It is easy to get our hands on millions of words of text. What can we do with it, assuming we can write some simple programs? In this chapter, we’ll address the following questions:
What can we achieve by combining simple programming techniques with large quantities of text?
How can we automatically extract key words and phrases that sum up the style and content of a text?
What tools and techniques does the Python programming language provide for such work?
What are some of the interesting challenges of natural language processing?
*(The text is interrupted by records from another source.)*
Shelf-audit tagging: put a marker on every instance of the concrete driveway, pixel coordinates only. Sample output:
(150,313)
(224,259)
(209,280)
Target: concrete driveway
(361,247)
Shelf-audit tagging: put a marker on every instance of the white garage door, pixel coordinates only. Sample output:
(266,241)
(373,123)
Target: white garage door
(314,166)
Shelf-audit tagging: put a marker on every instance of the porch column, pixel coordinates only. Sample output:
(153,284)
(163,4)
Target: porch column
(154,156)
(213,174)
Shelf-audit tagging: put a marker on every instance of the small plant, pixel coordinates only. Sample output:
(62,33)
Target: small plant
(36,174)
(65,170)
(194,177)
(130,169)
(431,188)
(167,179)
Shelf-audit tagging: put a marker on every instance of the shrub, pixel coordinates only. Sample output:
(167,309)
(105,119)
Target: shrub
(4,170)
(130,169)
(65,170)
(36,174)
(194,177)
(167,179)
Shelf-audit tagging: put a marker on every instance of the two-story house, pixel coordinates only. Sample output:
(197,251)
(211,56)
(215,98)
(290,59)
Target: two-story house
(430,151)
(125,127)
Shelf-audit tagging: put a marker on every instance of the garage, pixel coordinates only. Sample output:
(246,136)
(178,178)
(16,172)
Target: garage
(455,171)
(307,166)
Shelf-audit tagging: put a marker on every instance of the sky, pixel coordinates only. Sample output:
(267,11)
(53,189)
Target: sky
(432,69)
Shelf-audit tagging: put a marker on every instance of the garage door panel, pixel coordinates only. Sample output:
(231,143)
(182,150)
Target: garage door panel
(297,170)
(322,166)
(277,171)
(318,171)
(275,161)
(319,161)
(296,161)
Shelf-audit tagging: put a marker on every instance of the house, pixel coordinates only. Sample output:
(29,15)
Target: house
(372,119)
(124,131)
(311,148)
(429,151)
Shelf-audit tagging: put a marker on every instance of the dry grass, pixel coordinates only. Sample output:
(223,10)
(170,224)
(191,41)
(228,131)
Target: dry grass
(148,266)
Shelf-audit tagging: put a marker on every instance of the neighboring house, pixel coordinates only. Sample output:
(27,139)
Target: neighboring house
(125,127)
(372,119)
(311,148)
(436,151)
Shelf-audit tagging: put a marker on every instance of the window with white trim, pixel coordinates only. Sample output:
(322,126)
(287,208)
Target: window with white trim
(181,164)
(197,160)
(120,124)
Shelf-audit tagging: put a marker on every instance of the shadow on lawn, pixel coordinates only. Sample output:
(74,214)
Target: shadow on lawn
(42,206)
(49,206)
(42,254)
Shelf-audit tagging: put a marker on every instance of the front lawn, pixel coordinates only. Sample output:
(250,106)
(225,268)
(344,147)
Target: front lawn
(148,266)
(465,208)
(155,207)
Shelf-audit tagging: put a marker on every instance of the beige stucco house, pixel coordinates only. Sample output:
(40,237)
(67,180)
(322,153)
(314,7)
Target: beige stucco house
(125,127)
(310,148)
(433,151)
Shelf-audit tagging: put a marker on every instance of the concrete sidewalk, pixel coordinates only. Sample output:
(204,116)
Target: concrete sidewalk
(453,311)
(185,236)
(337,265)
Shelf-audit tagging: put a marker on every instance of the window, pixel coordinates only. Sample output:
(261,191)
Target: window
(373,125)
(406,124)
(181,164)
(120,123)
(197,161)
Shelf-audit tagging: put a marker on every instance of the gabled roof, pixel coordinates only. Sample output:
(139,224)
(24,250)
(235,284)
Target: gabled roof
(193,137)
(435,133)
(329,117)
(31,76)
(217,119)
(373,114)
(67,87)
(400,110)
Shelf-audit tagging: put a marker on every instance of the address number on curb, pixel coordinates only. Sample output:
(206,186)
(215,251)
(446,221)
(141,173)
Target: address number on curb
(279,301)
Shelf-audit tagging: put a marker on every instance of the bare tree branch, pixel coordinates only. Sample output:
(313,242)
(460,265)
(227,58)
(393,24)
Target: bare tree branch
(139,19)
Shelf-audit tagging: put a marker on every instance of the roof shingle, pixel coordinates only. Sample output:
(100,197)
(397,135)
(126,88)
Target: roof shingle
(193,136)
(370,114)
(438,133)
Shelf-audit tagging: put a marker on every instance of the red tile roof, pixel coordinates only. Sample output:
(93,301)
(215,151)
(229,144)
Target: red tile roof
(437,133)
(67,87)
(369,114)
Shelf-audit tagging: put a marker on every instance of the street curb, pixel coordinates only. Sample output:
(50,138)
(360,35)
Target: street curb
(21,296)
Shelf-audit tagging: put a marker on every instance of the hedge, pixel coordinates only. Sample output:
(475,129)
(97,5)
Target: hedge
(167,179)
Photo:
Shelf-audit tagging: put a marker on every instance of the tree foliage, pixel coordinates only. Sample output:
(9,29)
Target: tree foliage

This chapter is divided into sections that skip between two quite different styles. In the “computing with language” sections, we will take on some linguistically motivated programming tasks without necessarily explaining how they work. In the “closer look at Python” sections we will systematically review key programming concepts. We’ll flag the two styles in the section titles, but later chapters will mix both styles without being so up-front about it. We hope this style of introduction gives you an authentic taste of what will come later, while covering a range of elementary concepts in linguistics and computer science. If you have basic familiarity with both areas, you can skip to Automatic Natural Language Understanding; we will repeat any important points in later chapters, and if you miss anything you can easily consult the online reference material at http://www.nltk.org/. If the material is completely new to you, this chapter will raise more questions than it answers, questions that are addressed in the rest of this book.
We’re all very familiar with text, since we read and write it every day. Here we will treat text as raw data for the programs we write, programs that manipulate and analyze it in a variety of interesting ways. But before we can do this, we have to get started with the Python interpreter.
One of the friendly things about Python is that it allows you to
type directly into the interactive interpreter—the program that will be running
your Python programs. You can access the Python interpreter using a
simple graphical interface called the Interactive DeveLopment Environment (IDLE).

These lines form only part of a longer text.